The events all began with a Reception and Meet and Greet Social on Monday evening prior to Lobby Day. "The Joy of Recovery: A Story of Inspiration" was shared by long time EDC advocate Eileen Binckley. A light dinner along with refreshments were served as advocates both new and old mingled...finish reading at the Eating Disorders Coalition Blog

New Use for Active Ingredient of Cialis
The FDA has approved a new use for tadalafil, which is the active ingredient in the erectile dysfunction drug cheap cialis. Tadalafil, sold as Adcirca, is now approved to improve exercise ability in people with pulmonary arterial hypertension, which is a rare, life-threatening lung disorder that causes high blood pressure in the lungs.
Adcirca comes in 40 milligram tablets; patients take one tablet per day.
In 2005, the FDA approved Revatio, a pulmonary arterial hypertension drug made with sildenafil, the active ingredient in the erectile dysfunction drug Viagra. Revatio pills are taken three times daily at 20 milligrams per pill.
Adcirca, which will be available in August, is made by the drug company Lilly, which also makes Cialis. Adcirca will be marketed in the U.S. by United Therapeutics Corporation.
The FDA approved Adcirca based on a clinical trial in which pulmonary arterial hypertension patients either took Adcirca (given as two daily tablets, with each tablet containing 20 milligrams of tadalafil) or a placebo pill for 16 weeks.

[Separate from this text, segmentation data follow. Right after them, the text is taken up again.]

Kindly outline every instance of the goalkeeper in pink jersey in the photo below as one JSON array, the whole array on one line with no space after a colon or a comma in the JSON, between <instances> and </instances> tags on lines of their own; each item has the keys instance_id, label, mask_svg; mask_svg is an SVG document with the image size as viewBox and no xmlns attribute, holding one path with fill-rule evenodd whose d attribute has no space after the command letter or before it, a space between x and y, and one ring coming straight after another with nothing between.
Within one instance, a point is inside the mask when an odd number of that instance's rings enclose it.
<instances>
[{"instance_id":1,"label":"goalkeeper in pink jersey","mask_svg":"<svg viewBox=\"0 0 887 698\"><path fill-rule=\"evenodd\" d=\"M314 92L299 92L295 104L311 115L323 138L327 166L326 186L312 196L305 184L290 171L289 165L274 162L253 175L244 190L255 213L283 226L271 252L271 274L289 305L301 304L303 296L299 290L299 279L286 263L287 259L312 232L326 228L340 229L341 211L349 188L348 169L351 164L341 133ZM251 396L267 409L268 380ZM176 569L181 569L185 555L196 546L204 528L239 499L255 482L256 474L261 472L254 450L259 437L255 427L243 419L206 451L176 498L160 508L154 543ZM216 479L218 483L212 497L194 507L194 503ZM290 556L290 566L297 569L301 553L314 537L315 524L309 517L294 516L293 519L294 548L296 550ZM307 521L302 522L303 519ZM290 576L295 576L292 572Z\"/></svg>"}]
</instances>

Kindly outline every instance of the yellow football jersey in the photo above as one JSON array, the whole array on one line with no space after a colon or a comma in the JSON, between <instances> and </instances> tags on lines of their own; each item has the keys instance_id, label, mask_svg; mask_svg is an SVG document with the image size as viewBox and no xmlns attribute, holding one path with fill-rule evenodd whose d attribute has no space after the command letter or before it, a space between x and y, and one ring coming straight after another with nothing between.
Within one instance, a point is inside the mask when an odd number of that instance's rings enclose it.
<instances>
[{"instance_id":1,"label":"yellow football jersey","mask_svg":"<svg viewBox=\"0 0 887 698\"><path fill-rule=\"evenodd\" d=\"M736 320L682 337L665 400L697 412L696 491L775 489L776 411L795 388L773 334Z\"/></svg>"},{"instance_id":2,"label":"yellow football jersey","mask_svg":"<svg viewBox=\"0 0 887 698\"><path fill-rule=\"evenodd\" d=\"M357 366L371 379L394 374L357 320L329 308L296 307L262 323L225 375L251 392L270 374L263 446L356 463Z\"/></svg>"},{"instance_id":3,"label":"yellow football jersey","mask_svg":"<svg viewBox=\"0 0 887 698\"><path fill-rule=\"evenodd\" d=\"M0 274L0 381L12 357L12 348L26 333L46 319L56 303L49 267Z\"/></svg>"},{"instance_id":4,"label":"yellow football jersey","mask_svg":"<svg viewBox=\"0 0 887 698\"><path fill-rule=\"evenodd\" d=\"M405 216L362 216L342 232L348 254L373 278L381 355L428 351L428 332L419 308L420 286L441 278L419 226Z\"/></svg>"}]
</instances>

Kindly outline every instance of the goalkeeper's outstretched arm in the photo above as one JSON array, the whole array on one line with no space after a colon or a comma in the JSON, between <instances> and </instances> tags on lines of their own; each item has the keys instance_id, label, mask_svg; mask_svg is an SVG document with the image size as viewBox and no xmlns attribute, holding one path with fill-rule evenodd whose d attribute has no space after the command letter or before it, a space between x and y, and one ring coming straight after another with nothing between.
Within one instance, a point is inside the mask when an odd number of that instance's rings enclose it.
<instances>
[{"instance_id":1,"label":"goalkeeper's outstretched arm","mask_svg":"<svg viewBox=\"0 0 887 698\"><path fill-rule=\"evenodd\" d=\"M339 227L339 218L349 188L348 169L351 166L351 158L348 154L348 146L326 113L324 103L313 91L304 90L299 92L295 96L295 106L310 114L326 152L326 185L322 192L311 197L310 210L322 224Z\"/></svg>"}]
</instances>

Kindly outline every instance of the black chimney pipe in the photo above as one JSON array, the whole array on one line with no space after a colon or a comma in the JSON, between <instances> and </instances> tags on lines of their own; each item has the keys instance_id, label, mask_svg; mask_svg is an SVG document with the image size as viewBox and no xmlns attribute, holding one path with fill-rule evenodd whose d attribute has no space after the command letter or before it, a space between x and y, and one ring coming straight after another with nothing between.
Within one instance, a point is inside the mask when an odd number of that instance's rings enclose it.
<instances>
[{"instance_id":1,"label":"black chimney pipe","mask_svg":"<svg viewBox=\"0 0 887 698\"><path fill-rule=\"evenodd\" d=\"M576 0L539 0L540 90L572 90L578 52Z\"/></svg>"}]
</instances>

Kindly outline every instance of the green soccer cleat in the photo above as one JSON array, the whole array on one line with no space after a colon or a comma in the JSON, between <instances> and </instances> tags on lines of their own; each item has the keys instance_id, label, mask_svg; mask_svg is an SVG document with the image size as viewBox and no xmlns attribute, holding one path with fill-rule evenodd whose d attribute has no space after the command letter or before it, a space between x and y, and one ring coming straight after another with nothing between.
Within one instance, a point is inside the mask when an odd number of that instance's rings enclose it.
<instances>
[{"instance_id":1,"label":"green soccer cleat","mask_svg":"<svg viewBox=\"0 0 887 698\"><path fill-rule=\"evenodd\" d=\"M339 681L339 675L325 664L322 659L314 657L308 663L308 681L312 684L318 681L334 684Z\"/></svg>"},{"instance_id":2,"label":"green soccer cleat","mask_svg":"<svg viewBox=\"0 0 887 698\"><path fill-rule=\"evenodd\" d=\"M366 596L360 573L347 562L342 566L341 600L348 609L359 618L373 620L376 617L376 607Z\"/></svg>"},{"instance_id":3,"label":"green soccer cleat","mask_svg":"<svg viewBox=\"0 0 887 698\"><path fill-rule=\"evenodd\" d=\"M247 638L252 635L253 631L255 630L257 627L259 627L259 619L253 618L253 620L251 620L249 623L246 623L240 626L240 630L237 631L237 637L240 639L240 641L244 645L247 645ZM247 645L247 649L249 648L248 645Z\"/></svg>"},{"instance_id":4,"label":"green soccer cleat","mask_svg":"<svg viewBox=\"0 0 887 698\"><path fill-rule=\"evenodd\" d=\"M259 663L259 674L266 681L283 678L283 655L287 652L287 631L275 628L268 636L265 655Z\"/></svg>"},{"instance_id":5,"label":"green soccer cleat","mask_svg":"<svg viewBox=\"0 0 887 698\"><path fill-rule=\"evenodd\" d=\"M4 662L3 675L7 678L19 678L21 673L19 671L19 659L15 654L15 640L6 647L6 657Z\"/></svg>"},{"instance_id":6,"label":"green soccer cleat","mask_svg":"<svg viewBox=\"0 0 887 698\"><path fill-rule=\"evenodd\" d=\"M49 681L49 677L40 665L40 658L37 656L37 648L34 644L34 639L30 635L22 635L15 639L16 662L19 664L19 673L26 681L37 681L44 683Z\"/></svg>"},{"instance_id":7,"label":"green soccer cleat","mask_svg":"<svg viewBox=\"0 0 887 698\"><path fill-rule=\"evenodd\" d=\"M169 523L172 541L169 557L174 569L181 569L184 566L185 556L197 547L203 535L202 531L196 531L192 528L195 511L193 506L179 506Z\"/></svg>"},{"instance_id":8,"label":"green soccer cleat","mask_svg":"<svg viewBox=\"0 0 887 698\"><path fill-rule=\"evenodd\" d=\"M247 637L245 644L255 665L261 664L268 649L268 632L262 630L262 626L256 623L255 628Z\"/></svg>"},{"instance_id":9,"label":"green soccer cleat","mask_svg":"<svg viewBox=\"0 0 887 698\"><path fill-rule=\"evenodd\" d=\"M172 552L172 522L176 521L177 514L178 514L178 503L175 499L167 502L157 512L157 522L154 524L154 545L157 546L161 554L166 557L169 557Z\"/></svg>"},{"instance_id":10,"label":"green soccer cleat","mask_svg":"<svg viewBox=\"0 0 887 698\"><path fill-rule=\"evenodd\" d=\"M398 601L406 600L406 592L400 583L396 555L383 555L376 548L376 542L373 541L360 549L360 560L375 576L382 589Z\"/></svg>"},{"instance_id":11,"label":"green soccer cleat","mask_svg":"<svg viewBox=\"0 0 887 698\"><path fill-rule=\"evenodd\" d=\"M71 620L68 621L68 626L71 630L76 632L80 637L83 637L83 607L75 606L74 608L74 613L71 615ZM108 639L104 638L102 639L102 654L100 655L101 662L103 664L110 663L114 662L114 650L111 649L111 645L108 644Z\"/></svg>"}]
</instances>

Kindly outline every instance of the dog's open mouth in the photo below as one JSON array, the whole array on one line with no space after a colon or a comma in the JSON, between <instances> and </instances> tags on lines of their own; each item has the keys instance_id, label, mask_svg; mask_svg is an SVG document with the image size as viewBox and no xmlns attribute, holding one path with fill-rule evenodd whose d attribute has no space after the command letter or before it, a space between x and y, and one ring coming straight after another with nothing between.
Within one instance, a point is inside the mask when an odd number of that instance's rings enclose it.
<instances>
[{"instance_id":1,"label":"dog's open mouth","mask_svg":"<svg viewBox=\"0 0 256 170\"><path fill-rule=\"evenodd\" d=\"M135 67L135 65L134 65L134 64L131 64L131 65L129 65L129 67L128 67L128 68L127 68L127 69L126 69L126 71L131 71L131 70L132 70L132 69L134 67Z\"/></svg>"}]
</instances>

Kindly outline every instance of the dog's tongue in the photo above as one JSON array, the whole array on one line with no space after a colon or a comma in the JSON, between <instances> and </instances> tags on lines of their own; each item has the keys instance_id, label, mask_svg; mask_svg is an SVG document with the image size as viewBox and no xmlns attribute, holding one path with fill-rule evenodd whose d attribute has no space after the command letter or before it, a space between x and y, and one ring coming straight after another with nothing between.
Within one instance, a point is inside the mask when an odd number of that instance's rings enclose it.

At the end of the study, the patients walked for six minutes; during that time, patients taking Adcirca walked 33 meters farther than patients in the placebo group. Patients taking Adcirca also had less clinical worsening of their pulmonary arterial hypertension during the study than patients taking the placebo, according to a news release from United Therapeutics.
The most common side effects during the clinical trial included headache; muscle pain; flushing; colds and other respiratory tract infections; nausea; pain in the arms, legs, or back; upset stomach; and nasal congestion. United Therapeutics states that those side effects were generally brief and mild to moderate in intensity.